## AutoML tabular forecasting model for batch prediction

### Objective

In this tutorial, you learn how to create an `AutoML` tabular forecasting model from a Python script, and then do a batch prediction using the Vertex AI SDK. You can alternatively create and deploy models using the `gcloud` command-line tool or online using the Cloud Console.

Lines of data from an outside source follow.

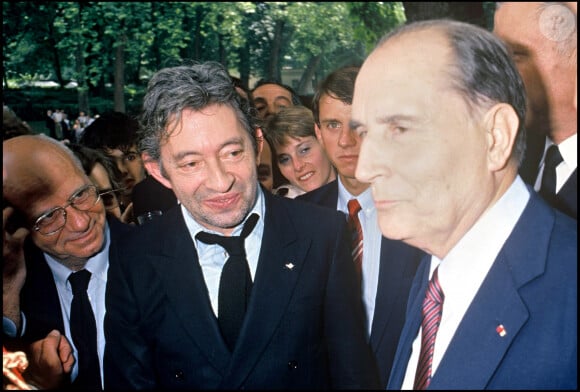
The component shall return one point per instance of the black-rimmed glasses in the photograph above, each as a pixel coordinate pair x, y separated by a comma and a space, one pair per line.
54, 220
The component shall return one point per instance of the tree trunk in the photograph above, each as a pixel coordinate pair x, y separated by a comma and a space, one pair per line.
82, 88
119, 89
305, 86
273, 71
55, 56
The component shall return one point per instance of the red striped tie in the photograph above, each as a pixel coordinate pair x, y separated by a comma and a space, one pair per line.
432, 309
354, 223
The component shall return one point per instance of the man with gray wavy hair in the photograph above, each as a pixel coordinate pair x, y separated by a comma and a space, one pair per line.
440, 106
288, 317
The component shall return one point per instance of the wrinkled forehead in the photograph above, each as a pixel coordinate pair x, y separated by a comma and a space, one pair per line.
34, 171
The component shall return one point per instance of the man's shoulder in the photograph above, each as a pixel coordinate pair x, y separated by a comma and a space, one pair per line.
321, 195
303, 210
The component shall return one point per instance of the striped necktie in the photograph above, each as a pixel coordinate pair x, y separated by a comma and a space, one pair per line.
432, 310
356, 229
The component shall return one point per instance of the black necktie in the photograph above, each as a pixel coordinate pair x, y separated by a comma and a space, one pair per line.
235, 281
552, 160
84, 333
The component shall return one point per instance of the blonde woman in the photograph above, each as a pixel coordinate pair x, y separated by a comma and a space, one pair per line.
297, 152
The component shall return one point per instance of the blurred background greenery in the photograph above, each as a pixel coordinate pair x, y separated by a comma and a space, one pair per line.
98, 56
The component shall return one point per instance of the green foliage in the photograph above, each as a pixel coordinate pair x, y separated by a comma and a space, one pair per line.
76, 41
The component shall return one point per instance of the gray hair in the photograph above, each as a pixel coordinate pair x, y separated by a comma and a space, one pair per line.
482, 71
173, 89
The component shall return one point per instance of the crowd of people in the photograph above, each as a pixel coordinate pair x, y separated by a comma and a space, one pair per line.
414, 227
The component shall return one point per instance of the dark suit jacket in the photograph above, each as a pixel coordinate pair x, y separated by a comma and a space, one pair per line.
39, 299
397, 268
304, 328
566, 199
150, 195
531, 289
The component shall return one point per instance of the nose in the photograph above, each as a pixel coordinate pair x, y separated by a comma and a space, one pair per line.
218, 177
76, 220
347, 137
297, 164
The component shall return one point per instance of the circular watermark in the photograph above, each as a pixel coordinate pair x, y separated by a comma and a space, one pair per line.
557, 22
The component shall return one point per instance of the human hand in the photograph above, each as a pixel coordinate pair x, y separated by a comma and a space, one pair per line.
50, 361
14, 268
127, 215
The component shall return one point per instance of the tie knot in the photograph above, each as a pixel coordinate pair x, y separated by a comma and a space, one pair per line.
435, 292
553, 156
233, 245
79, 281
353, 207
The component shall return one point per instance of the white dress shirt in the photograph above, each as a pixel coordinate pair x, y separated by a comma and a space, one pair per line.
97, 266
463, 270
371, 246
212, 257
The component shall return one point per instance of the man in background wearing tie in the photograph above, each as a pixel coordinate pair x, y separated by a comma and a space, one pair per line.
386, 267
69, 234
440, 106
542, 38
236, 288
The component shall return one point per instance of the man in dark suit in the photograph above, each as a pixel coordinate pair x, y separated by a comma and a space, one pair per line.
388, 266
69, 231
302, 326
545, 54
440, 106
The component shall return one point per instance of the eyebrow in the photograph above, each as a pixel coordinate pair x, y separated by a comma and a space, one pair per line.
282, 98
233, 141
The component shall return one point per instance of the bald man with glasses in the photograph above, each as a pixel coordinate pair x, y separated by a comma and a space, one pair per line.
63, 228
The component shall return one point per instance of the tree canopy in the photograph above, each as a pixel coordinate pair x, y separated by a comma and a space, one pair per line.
121, 44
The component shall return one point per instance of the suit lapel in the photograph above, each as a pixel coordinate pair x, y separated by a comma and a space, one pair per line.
279, 266
178, 267
477, 347
396, 267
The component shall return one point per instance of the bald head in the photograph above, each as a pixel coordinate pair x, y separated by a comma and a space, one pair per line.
33, 168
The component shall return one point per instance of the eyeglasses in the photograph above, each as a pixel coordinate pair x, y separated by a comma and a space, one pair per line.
110, 198
54, 220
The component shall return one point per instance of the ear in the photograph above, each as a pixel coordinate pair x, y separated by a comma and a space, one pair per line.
261, 141
153, 168
501, 122
318, 133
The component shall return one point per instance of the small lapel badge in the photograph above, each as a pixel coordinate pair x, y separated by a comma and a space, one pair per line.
501, 330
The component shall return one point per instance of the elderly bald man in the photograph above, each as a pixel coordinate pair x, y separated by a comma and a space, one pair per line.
65, 230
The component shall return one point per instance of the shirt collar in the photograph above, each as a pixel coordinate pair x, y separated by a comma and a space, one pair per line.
259, 208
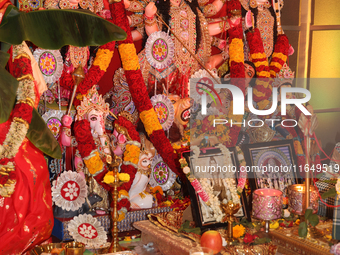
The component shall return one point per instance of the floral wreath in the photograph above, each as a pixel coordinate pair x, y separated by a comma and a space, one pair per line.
139, 92
159, 50
130, 160
20, 119
69, 191
87, 229
161, 174
50, 63
165, 110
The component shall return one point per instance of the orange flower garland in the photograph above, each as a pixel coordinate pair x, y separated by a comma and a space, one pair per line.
139, 92
20, 119
95, 73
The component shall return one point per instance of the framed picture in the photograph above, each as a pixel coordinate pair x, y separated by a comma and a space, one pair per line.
203, 213
272, 165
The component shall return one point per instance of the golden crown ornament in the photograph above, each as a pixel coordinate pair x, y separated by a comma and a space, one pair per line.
92, 101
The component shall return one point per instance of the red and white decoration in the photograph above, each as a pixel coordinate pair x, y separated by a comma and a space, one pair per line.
88, 230
69, 191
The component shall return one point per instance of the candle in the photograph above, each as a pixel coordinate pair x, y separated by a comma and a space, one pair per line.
267, 204
297, 199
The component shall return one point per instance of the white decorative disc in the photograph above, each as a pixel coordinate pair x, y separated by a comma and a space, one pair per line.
159, 49
164, 109
50, 63
87, 229
161, 174
53, 121
69, 191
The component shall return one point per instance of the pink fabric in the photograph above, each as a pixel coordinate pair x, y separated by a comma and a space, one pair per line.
26, 218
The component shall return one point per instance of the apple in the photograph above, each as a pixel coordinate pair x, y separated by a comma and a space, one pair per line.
213, 240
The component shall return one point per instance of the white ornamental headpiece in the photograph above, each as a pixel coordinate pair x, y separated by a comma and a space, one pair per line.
92, 101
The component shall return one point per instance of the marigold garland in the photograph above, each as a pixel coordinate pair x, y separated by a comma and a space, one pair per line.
20, 119
131, 153
129, 57
139, 92
150, 120
280, 55
94, 74
237, 75
130, 161
94, 163
103, 59
236, 50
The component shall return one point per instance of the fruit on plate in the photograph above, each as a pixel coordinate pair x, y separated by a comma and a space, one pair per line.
213, 240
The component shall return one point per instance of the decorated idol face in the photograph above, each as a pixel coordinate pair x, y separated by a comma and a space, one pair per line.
119, 143
145, 161
289, 95
182, 111
249, 72
96, 120
147, 154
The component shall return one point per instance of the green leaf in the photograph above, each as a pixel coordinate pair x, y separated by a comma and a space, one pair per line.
303, 229
262, 240
5, 46
8, 88
318, 176
313, 220
329, 193
53, 29
308, 213
4, 57
329, 181
40, 135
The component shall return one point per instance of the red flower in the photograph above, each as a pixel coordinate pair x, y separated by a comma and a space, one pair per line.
12, 175
248, 238
82, 131
23, 111
22, 66
3, 179
125, 202
159, 197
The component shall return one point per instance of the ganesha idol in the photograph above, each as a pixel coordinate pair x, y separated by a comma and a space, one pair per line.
182, 111
94, 109
139, 197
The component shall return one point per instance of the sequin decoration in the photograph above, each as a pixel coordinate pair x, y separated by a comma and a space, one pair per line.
161, 174
87, 229
164, 109
50, 63
53, 121
69, 191
159, 50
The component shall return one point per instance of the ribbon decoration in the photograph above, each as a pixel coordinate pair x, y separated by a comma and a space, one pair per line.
139, 93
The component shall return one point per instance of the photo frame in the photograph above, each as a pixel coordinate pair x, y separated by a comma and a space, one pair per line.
198, 206
273, 165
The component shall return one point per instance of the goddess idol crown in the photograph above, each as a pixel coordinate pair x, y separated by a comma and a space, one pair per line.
285, 75
92, 101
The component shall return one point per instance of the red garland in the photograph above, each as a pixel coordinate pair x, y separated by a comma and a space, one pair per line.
131, 170
92, 77
233, 5
255, 41
123, 122
134, 135
140, 96
281, 46
138, 93
22, 66
82, 132
122, 203
167, 152
24, 111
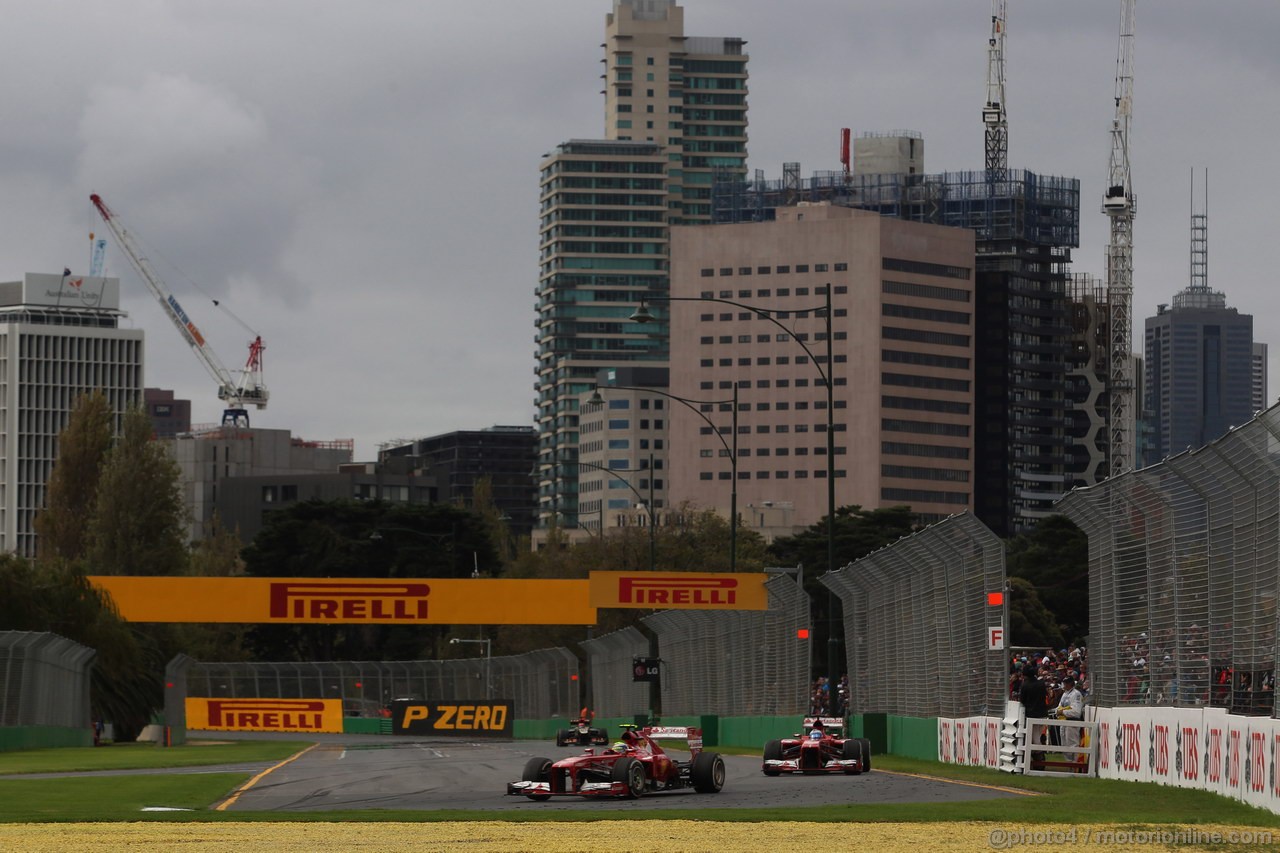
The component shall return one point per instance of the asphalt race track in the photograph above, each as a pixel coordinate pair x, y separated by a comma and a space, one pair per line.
355, 771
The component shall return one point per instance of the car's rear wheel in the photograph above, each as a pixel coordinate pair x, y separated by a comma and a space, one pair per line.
538, 770
708, 772
772, 752
853, 751
631, 772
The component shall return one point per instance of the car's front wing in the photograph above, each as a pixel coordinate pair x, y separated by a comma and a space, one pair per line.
792, 766
585, 789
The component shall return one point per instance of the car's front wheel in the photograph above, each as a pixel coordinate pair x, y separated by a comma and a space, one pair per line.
708, 772
772, 752
538, 770
631, 772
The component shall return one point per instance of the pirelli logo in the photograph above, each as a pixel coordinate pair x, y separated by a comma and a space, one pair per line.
264, 715
679, 591
350, 601
662, 591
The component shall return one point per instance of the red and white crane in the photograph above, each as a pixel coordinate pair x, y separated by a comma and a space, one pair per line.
234, 391
1120, 206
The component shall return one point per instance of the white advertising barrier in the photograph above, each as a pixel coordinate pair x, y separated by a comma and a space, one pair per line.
991, 742
969, 740
1106, 739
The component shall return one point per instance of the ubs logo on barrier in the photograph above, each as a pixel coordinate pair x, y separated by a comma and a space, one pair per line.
456, 719
371, 601
264, 715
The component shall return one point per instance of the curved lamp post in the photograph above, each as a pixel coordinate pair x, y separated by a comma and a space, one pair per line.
597, 398
643, 315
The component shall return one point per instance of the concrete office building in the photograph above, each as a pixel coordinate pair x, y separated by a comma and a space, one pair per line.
211, 461
59, 340
453, 463
903, 328
675, 113
1025, 227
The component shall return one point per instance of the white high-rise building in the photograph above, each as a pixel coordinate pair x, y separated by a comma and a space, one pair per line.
59, 338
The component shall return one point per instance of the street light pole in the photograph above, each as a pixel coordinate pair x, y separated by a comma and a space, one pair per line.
643, 315
597, 400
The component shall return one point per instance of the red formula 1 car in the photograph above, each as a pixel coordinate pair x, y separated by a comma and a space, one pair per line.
819, 749
634, 766
581, 733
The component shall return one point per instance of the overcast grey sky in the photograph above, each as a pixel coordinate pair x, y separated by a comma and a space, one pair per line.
359, 182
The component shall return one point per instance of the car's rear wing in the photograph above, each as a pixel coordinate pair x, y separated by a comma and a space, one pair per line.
832, 725
689, 734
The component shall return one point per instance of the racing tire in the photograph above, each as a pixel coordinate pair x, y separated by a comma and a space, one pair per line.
631, 772
538, 770
708, 772
773, 752
853, 749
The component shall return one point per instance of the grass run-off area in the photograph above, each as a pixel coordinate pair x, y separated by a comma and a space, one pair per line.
122, 797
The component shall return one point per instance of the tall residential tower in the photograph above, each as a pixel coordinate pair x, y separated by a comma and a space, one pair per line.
675, 117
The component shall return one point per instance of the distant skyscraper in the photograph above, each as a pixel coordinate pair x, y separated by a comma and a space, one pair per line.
1200, 373
675, 112
59, 340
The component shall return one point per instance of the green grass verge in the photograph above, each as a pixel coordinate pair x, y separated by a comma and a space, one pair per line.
120, 798
144, 756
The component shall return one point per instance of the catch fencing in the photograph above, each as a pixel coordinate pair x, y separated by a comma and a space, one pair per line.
917, 623
543, 684
736, 662
44, 680
1184, 561
612, 692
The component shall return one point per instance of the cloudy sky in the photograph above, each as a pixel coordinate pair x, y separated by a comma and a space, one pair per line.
359, 182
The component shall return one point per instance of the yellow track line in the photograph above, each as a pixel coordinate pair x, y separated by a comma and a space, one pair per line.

This tutorial uses the following Google Cloud ML services:

- `AutoML Training`
- `Vertex AI Batch Prediction`
- `Vertex AI Model` resource

The steps performed include:

- Create a `Vertex AI Dataset` resource.
- Train an `AutoML` tabular forecasting `Model` resource.
- Obtain the evaluation metrics for the `Model` resource.
- Make a batch prediction.

## Installation

Install the following packages required to execute this notebook. 

In [None]:
import os

# The Vertex AI Workbench Notebook product has specific requirements
IS_WORKBENCH_NOTEBOOK = os.getenv("DL_ANACONDA_HOME")
IS_USER_MANAGED_WORKBENCH_NOTEBOOK = os.path.exists(
    "/opt/deeplearning/metadata/env_version"
)

# Vertex AI Notebook requires dependencies to be installed with '--user'
USER_FLAG = ""
if IS_WORKBENCH_NOTEBOOK:
    USER_FLAG = "--user"

! pip3 install --upgrade google-cloud-aiplatform $USER_FLAG -q

In [None]:
import urllib
import google.cloud.aiplatform as aiplatform
from google.cloud import bigquery
import random
import string

In [None]:
PROJECT_ID = "[your-project-id]" # @param {type:"string"}

! gcloud config set project $PROJECT_ID

You can also change the `REGION` variable, which is used for operations
throughout the rest of this notebook.  Below are regions supported for Vertex AI. It is recommended that you choose the region closest to you. For this GHack we'll use us-central1.

- Americas: `us-central1`
- Europe: `europe-west4`
- Asia Pacific: `asia-east1`

You may not use a multi-regional bucket for training with Vertex AI. Not all regions provide support for all Vertex AI services.


In [None]:
REGION = "[your-region]"  # @param {type: "string"}

if REGION == "[your-region]":
    REGION = "us-central1"

### Create a Cloud Storage bucket

**The following steps are required, regardless of your notebook environment.**

When you initialize the Vertex SDK for Python, you specify a Cloud Storage staging bucket. The staging bucket is where all the data associated with your dataset and model resources are retained across sessions.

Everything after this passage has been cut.